Every object in the room demanded attention: the cut-glass and ormolu chandelier, the Comtoise clock at the foot of the spiral staircase, a black-and-white tiled floor worthy of Vermeer. Yet most striking were the numerous glazed sculptures, on every ledge and tabletop, depicting abstract nudes in various states of embrace. I guessed that this was Delia Braithwaite’s own handicraft. My father glanced up the stairs, drawing a long whistle under his breath. I rested the sample case against the wainscoting.
“Henry isn’t here,” said Delia. “I didn’t see the point in that.”
This jolted Papa back to the task at hand. “My sincerest condolences, Delia,” he offered.
“Condolences? For what?” Delia Braithwaite appeared genuinely surprised. My father, looking equally puzzled, toyed clumsily with his large hands.

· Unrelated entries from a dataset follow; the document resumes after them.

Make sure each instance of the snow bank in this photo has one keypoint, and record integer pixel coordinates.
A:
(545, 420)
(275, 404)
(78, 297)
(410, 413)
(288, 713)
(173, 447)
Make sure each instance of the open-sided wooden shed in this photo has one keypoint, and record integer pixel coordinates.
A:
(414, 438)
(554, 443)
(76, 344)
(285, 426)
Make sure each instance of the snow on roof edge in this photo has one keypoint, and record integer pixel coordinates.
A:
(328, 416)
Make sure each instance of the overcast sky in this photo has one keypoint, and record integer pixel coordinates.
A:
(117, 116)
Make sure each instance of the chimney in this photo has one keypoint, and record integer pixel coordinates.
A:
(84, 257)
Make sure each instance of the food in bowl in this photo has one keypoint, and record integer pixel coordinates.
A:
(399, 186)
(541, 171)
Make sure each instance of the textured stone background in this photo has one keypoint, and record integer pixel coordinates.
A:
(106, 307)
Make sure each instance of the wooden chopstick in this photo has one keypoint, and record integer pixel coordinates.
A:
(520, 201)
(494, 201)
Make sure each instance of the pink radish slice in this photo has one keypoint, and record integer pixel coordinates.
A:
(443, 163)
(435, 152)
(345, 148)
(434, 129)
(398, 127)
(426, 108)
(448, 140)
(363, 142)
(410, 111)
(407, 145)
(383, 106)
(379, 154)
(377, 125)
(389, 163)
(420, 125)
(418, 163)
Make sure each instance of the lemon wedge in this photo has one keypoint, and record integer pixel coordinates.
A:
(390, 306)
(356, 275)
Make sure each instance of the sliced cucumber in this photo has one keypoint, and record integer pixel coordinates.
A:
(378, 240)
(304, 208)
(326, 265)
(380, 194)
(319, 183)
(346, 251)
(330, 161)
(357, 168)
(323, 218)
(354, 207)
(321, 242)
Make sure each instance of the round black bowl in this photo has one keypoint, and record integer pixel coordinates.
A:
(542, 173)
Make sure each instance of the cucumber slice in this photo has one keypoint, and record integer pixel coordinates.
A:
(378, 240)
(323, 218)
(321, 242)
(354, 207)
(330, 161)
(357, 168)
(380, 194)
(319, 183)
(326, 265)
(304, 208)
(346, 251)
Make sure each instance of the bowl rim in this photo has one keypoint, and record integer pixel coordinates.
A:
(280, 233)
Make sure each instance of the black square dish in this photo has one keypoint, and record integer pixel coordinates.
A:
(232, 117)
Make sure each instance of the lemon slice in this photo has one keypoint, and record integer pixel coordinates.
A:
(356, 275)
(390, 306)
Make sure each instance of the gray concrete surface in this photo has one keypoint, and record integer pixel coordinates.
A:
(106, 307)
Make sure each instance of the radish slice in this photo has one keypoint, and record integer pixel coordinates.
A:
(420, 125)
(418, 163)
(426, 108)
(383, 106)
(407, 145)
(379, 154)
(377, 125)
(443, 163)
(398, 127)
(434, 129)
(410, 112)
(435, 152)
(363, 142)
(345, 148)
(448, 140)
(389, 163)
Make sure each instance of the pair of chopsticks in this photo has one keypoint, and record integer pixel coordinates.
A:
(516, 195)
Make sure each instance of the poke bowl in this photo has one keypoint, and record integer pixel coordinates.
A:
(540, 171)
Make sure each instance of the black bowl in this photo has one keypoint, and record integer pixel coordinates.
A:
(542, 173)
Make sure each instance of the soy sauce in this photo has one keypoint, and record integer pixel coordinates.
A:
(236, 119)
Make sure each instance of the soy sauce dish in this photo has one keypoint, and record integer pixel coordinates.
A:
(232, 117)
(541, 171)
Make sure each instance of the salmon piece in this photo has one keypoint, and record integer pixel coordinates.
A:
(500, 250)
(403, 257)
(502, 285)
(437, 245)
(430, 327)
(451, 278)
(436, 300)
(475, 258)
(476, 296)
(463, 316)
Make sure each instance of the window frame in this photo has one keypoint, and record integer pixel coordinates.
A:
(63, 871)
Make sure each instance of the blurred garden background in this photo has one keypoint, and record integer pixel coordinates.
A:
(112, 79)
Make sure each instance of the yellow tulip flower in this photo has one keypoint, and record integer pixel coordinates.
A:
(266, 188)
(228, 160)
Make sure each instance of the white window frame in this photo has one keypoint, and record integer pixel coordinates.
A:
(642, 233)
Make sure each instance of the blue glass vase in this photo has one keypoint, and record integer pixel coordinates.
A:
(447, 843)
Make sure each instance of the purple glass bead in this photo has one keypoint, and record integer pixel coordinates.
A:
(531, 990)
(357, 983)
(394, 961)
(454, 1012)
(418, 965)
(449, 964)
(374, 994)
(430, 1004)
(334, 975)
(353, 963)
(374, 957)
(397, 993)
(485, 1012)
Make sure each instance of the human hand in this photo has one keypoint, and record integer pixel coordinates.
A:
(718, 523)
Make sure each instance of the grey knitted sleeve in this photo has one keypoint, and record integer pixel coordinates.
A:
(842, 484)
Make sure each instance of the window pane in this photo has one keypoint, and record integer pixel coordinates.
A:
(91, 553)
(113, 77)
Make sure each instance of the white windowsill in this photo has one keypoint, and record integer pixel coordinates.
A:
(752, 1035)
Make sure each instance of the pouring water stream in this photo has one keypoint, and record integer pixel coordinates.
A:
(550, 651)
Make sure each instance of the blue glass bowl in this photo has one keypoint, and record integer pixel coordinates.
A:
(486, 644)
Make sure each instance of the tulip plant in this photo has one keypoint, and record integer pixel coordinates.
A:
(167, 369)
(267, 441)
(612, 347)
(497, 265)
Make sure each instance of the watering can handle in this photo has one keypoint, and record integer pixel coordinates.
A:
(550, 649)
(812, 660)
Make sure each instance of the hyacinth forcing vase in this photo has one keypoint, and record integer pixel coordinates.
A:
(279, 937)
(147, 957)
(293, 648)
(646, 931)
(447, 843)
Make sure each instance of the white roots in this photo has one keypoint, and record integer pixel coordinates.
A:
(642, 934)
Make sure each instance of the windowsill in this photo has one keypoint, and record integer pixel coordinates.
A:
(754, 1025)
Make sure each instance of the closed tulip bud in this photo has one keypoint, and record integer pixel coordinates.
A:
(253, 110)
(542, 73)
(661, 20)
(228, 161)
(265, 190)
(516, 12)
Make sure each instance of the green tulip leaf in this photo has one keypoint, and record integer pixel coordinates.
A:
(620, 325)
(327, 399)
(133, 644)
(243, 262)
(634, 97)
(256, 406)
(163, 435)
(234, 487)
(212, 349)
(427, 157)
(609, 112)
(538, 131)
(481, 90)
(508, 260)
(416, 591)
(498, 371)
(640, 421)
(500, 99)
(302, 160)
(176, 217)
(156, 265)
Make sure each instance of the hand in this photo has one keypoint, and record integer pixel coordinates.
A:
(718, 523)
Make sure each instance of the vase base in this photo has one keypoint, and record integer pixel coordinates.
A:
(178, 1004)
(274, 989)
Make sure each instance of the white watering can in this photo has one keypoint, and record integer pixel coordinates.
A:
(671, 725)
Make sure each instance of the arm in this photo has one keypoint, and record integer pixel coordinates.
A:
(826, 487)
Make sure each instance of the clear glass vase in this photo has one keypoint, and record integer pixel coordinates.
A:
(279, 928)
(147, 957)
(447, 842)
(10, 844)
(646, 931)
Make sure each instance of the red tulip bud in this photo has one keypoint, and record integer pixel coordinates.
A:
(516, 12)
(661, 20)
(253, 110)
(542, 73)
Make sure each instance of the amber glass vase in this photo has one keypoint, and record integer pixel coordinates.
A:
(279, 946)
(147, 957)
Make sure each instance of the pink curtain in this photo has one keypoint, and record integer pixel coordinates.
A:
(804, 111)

“I just thought . . .” he stammered. “You wanted a headstone, didn’t you?”
“Oh, the headstone.” Delia grinned. “The headstone is for me.”
Papa had been in the carving yard alongside the house when Delia Braithwaite phoned. He was hunched over his outdoor workbench, his overalls caked in quartz dust, etching on a rubber stencil with a utility scalpel. While he labored, he bellowed show tunes in his warm, Bronx-inflected baritone. “Oh What a Beautiful Mornin’.” “Some Enchanted Evening.” I lay sunning myself atop a boulder that overlooked the conclave of unfinished headstones, engrossed in a pocket romance novel that I’d concealed inside my school-issued copy of Middlemarch. Katie perched nearby on a rusted swing, playing tic-tac-toe in the dust with her boot. She was listening for the nasal blast of her boyfriend’s Mustang, dreamy-eyed like a girl who knows she’ll be kissed before sundown. Orioles and grackles thrashed in the crabapple thicket that separated our property from the municipal duck pond, punctuated by the honking of taxis on Waterloo Avenue, and the rumble of eighteen wheelers passing on the interstate. Suddenly, the telephone rang in the kitchen, livid as a fire alarm. A moment later, my mother emerged through the screen door with the portable receiver pressed against her shoulder.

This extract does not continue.